Com. v. Licata

Decision Date15 May 1992
Citation412 Mass. 654,591 N.E.2d 672
PartiesCOMMONWEALTH v. James LICATA.
CourtUnited States State Supreme Judicial Court of Massachusetts Supreme Court

Charles K. Stephenson, Granby, for defendant.

Marguerite T. Grant, Asst. Dist. Atty., for Com.

Before LIACOS, C.J., and WILKINS, ABRAMS, LYNCH, O'CONNOR and GREANEY, JJ.

LIACOS, Chief Justice.

On November 17, 1989, the defendant was found guilty on three indictments charging rape of a single victim. See G.L. c. 265, § 22(b ) (1990 ed.). Approximately one year after sentencing, he filed a motion for a new trial on the ground that he had been denied effective assistance of counsel. 1 See Mass.R.Crim.P. 30(b), 378 Mass. 900 (1979). The motion was denied without hearing. The defendant appealed from his convictions and from the refusal of the motion judge, who was also the trial judge, to grant him a new trial. The Appeals Court consolidated the appeals. We granted the defendant's application for direct appellate review. Mass.R.A.P. 11, as amended, 409 Mass. 1602 (1991). We uphold the defendant's convictions, but vacate the denial of the defendant's motion for a new trial and remand the motion to the Superior Court for hearing.

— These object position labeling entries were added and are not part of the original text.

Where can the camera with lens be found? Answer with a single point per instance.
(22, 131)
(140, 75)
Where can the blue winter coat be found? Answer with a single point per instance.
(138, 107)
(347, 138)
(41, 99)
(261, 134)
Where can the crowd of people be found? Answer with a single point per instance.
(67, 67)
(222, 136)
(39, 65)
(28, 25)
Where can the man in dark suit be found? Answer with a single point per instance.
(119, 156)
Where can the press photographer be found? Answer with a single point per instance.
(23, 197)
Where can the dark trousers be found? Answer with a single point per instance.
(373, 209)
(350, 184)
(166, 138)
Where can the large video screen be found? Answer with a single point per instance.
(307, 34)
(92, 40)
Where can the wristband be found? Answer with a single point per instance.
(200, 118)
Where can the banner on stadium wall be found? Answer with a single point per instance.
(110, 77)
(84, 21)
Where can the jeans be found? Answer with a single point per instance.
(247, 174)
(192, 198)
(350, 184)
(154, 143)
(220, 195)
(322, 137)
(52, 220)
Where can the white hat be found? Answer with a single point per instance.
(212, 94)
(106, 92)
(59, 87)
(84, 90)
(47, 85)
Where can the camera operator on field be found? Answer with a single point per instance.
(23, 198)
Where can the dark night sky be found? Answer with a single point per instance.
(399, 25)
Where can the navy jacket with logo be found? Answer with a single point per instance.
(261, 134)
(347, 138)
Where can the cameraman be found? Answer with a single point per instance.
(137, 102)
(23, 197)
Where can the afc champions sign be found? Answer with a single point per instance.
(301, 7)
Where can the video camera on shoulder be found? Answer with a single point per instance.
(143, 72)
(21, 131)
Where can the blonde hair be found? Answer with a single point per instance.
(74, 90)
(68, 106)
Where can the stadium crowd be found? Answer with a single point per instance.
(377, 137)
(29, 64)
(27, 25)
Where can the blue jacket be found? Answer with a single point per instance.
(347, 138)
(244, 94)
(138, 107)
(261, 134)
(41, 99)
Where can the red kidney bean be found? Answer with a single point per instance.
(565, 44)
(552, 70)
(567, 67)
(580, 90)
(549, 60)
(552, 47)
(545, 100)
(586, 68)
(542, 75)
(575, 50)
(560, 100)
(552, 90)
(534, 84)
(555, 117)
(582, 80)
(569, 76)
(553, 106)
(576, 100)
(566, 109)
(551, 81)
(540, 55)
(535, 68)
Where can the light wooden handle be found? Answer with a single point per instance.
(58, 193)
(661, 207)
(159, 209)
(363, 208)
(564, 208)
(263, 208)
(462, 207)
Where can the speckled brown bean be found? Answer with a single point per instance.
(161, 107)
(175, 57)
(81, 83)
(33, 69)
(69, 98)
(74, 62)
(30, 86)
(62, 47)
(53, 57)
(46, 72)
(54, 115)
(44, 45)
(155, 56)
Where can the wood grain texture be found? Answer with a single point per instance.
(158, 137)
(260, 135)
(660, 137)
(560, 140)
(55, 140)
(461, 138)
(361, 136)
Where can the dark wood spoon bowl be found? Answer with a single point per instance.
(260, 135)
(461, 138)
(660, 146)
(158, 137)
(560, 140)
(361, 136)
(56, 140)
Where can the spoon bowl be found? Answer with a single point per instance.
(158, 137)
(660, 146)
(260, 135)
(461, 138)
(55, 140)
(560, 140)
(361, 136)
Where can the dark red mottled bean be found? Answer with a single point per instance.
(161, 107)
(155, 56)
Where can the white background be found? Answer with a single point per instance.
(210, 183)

1. Facts. On the evidence admitted, the jury could have found the following facts. On the night of May 10, 1989, the victim met the defendant, a man whom she did not know, at a bar in the Marriott Hotel in Burlington. They talked for approximately two hours and exchanged pieces of paper on which they had written their names, addresses, and telephone numbers. The victim declined the defendant's invitation to return home with him, but she accepted his offer to accompany her to her automobile. It was raining. The victim's automobile was parked at some distance from the hotel entrance. The defendant, whose automobile was parked in a fire lane near the entrance, offered her a ride to her automobile. She accepted.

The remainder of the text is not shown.